È meglio puntare sulle competenze o sull’approccio? Questa domanda si sarà presentata un sacco di volte al momento di dover scegliere tra un candidato piuttosto che un altro.

Si cominciano a guardare le competenze presentate per capire quale percorso abbia fatto la persona che abbiamo davanti, gli hobby dichiarati per cercare di individuare i suoi tratti caratteriali, si fa un match con le aspettative retributive richieste, si prova a ponderare tutti gli aspetti e… si spera che la scelta effettuata sia quella migliore.

Da un lato è quasi impossibile riuscire a capire completamente una persona da uno o pochi colloqui, dall’altro è altrettanto quasi impossibile trovare il candidato ideale.

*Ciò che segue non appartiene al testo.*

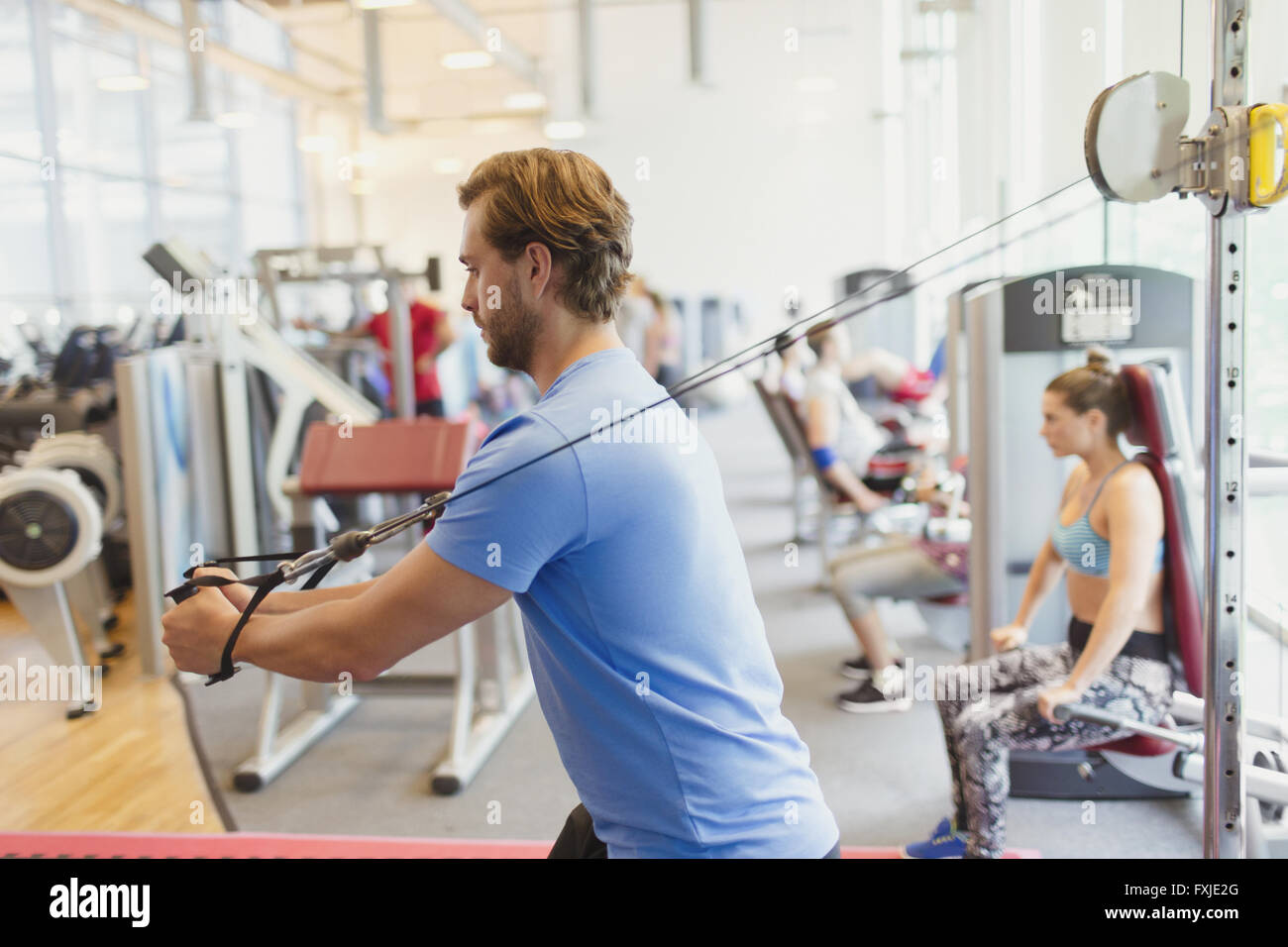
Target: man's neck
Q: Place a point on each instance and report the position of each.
(561, 347)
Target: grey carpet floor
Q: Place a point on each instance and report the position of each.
(884, 776)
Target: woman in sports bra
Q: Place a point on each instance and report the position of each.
(1108, 541)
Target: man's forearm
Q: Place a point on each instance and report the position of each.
(316, 643)
(841, 476)
(288, 602)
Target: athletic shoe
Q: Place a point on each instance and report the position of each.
(943, 843)
(859, 669)
(868, 698)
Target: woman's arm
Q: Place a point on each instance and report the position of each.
(1134, 528)
(1043, 577)
(1047, 567)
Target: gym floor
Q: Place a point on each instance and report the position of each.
(132, 767)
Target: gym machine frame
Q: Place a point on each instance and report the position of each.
(1229, 166)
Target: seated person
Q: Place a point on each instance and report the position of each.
(430, 334)
(1109, 535)
(786, 372)
(842, 437)
(905, 567)
(900, 377)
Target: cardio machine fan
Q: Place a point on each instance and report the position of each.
(51, 530)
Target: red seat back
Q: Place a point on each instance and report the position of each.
(1153, 419)
(393, 457)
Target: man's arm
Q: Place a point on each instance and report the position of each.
(419, 600)
(822, 433)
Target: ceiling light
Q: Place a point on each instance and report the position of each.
(473, 59)
(134, 82)
(235, 120)
(815, 84)
(565, 129)
(317, 144)
(526, 99)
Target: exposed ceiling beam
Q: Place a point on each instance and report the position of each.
(509, 54)
(134, 21)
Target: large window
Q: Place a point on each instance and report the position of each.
(94, 169)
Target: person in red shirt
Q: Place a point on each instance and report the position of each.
(430, 333)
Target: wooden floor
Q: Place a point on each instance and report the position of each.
(127, 767)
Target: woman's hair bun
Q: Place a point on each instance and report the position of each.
(1100, 360)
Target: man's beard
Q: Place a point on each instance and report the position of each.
(511, 333)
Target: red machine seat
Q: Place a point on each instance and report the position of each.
(394, 457)
(958, 598)
(1151, 416)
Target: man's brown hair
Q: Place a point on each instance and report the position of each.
(565, 200)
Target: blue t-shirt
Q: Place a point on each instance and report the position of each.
(647, 647)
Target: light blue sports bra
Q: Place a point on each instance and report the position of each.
(1085, 549)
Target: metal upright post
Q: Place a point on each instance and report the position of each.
(1225, 467)
(399, 343)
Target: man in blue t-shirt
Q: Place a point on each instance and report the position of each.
(608, 526)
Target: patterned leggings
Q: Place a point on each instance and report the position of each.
(980, 735)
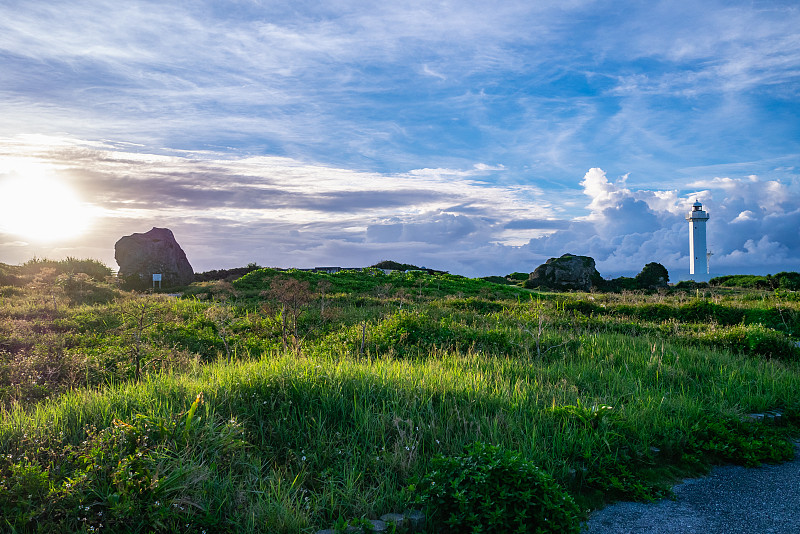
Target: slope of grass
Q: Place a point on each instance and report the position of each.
(236, 423)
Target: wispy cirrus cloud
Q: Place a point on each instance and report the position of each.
(442, 131)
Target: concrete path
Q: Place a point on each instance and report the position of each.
(731, 500)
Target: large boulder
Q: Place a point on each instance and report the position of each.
(566, 272)
(140, 256)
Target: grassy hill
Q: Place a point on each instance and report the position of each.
(288, 401)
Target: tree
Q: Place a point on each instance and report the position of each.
(653, 276)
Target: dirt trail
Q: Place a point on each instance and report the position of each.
(731, 500)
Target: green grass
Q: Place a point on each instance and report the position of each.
(612, 395)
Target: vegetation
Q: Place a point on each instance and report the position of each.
(287, 401)
(783, 280)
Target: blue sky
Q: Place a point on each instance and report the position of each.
(458, 135)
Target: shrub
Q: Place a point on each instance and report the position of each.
(754, 339)
(491, 490)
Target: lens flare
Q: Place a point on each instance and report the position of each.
(41, 208)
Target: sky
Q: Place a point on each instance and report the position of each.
(478, 138)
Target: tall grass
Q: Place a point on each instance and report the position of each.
(603, 392)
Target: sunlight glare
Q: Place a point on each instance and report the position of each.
(41, 208)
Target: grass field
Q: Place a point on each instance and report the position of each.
(294, 401)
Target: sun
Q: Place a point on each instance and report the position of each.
(40, 207)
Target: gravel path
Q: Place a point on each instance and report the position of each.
(731, 500)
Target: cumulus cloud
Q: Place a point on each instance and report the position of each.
(283, 212)
(753, 227)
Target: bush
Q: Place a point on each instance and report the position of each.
(491, 490)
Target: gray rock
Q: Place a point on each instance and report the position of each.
(140, 256)
(378, 525)
(566, 272)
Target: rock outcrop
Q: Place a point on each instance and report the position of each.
(566, 272)
(140, 256)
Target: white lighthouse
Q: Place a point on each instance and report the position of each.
(698, 258)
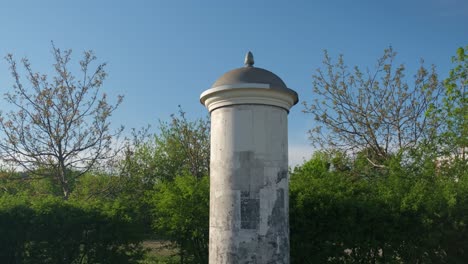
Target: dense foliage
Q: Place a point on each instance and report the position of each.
(405, 214)
(51, 230)
(397, 197)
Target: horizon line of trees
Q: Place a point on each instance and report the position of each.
(388, 185)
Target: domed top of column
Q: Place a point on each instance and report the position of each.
(250, 74)
(249, 85)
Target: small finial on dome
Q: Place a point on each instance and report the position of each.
(249, 59)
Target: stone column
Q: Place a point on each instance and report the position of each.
(249, 220)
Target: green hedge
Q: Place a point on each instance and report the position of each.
(50, 230)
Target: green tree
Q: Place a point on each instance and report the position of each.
(453, 114)
(60, 126)
(181, 213)
(179, 146)
(374, 110)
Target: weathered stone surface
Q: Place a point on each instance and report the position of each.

Tendenzialmente, infatti, si tende a ritenere un “buon candidato” una figura professionale che riesce ad esaurire circa l’80% dei desiderata espressi nella job description, dove la valutazione si basa sul CV, sui colloqui e su eventuali test che l’azienda decide di sottoporre ai candidati in base alla mansione da ricoprire.

La parte dei test, in questo caso, potrebbe essere un modo per evitare dei candidati che si sanno vendere oltre le loro reali competenze in fase di colloquio.

Se ci troviamo però nella situazione in cui si è indecisi tra dei candidati che hanno dei profili che sostanzialmente si equivalgono nella valutazione complessiva, è facile che ci si trovi a dover decidere tra competenze ed approccio.

È infatti possibile che un candidato abbia delle competenze più sviluppate (sia per percorso formativo che esperienze maturate), mentre l’altro dimostri delle attitudini migliori.
Che fare in questo caso?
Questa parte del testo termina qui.